Sunday, June 5, 2011
Interview with Joe Truskot....Part Two by Joyce Oroz
Mr. Truskot, your new book, Central Coast Rose Manual, is beautiful and so informative. Why did you decide to take on this project?.........................
For eleven years, I was the editor of The Bay Rose, the Monterey Bay Rose Society’s monthly newsletter. During that time, I produced an eight-page newsletter every month. So when I left my job, I had the book nearly written. It only took me about six weeks to re-organize the information and edit it down. The remainder of the time was spent taking and editing photographs, writing some original content where there were voids and dealing with the challenges of software programs. I also knew that most of what general books on roses had to say about horticultural practices were wrong for California’s coastal communities. In addition, most major outlets for roses—the notorious Big Box Stores—had a purchasing agent back in corporate headquarters who didn’t know a thing about our climate. At various presentations and clinics I’ve run, I kept meeting frustrated gardeners who thought that there was something wrong about them and their ability to grow roses when the specific variety of rose was not suitable to our conditions. Growing certain rose varieties in our climate is like trying to grow cocoanuts in Ohio……………
Joe, I have toured your beautiful rose garden, and wonder how much time it takes to create such a masterpiece. Any special tips you would like to pass on?.........................
Ask any gardener. The work is never done. In preparation for your visit to my garden, I realized I had several empty spaces. I’d cut down a tree that got too big. I’d dug out underperforming roses in January and never replaced them. I’d moved others around which slowed their growth. So I had to do some last minute decorating with annuals and garden decorations to mask the fact that the roses were missing in a few areas. Once the roses are established, the care you provide is feeding and watering, weeding, and dead-heading. It does get easier as the garden gets more established. The important rule is to keep the number of roses you grow to a minimum. And make sure those that you do grow are showy and healthy……………..
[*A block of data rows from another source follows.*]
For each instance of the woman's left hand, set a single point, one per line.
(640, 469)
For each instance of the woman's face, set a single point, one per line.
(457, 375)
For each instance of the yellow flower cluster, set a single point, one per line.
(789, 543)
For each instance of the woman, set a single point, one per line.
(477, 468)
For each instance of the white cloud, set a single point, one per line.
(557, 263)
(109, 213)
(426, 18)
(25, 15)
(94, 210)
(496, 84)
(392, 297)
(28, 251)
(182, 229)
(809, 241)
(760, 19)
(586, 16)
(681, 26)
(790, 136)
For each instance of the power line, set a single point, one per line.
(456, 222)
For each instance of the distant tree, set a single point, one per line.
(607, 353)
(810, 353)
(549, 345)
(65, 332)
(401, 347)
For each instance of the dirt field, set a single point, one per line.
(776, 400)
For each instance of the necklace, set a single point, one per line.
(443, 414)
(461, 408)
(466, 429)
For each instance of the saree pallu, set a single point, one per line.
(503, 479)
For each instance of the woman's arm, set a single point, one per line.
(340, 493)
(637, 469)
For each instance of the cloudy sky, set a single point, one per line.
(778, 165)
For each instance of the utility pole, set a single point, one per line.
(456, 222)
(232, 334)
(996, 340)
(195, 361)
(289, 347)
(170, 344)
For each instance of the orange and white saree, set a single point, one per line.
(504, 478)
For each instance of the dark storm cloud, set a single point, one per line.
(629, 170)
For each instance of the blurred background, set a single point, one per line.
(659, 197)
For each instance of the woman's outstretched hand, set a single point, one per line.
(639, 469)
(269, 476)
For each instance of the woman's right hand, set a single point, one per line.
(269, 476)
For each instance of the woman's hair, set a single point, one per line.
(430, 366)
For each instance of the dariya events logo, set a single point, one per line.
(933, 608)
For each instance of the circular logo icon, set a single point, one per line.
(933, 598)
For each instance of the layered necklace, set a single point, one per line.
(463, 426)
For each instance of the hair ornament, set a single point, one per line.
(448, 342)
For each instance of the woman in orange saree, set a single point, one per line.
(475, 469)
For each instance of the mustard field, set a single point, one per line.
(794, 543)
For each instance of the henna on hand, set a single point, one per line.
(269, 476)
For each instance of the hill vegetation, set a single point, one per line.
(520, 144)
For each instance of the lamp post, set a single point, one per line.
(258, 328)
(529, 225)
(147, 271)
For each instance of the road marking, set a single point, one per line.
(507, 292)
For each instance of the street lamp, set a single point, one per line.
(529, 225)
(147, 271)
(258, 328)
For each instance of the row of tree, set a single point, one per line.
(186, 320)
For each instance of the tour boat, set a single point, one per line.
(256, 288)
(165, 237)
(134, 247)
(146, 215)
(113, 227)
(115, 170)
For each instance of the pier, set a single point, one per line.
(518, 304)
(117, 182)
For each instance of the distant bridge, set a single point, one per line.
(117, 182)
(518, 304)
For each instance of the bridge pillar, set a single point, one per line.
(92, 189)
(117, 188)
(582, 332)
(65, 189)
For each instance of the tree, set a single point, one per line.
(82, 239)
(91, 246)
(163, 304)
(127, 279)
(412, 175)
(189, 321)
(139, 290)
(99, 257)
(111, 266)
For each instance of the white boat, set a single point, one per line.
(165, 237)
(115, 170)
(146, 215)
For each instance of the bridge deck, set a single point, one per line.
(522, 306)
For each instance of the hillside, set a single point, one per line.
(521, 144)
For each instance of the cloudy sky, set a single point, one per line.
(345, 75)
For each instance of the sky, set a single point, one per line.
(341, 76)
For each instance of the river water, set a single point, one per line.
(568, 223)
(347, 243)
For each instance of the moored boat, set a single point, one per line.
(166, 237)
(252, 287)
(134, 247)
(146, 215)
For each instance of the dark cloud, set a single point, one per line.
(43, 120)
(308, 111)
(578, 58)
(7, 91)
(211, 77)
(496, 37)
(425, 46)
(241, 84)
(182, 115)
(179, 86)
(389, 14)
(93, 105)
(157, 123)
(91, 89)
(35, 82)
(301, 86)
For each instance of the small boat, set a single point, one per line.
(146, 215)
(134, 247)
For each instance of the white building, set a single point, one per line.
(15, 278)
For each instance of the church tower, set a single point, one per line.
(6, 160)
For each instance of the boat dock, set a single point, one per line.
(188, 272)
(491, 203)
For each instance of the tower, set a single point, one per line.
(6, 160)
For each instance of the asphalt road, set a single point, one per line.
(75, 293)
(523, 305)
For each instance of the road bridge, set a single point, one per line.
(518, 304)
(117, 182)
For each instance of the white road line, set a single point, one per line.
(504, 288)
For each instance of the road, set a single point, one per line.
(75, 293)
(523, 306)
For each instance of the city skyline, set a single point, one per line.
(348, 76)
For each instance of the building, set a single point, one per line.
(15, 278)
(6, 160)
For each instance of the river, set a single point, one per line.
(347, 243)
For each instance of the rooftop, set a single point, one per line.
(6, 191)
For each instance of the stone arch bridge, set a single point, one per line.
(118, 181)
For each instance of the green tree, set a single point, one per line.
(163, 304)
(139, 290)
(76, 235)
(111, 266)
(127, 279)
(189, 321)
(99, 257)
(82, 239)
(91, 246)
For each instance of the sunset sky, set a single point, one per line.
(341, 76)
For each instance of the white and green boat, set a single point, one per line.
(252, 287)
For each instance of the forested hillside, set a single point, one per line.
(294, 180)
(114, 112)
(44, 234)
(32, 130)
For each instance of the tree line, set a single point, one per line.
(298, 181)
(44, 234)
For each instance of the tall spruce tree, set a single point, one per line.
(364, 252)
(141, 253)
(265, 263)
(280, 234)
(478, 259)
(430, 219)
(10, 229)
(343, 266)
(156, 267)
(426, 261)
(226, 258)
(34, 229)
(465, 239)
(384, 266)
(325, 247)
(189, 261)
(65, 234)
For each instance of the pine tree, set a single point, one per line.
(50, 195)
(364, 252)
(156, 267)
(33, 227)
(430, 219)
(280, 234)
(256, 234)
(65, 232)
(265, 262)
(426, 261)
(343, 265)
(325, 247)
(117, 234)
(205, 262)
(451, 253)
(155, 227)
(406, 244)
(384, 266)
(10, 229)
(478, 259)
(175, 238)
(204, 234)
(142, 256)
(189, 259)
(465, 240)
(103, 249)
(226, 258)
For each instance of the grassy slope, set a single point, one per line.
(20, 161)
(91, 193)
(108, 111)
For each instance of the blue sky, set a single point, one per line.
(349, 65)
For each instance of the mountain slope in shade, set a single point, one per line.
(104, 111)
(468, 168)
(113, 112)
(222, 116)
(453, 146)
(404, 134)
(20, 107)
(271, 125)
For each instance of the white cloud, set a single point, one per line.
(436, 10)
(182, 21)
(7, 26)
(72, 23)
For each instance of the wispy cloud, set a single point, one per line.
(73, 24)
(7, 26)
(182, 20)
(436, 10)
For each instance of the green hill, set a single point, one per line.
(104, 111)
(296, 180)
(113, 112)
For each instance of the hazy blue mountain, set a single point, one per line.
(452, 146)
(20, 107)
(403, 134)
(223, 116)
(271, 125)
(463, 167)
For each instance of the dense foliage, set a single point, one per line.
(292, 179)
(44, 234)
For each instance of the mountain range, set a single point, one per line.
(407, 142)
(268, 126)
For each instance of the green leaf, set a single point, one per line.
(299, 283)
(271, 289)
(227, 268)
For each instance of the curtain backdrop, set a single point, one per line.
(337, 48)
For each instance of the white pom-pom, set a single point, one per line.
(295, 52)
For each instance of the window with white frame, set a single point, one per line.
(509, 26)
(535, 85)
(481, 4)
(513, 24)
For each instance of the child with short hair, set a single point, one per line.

Here are six things rose growers can do right now to have better roses……………….
1. Open up the inside of each rose bush. Light should be able to fall on the bud union. This provides better air circulation, encourages new canes to grow from the base of the bush, and will inhibit the development of black spot.
2. Dead head spent roses quickly. Always make your cut to an out-side bud eye so the new flowering stalk grows away from the center of the plant.
3. Add a double handful of alfalfa pellets to the bottom of each bush and water them in. During the next several waterings the pellets break down and release an enzyme which helps all plants absorb the nutrients in the soil.
4. A half-cup of Epsom Salt provides some magnesium which is deficient in most garden soil around the Monterey Bay. Magnesium helps plants transport nutrients. This only needs to be done every couple of years or so as magnesium stays in the soil.
5. Pinch off side buds growing on your hybrid teas. This allows the single bud to develop more so you will have a larger, longer-lasting, more symmetrically beautiful flower and the plant will replace this single flower sooner.
6. Thin out any plants growing too close to your roses, especially trees and undergrowth. Rose roots aren’t invasive and quickly lose their intended nourishment to invaders.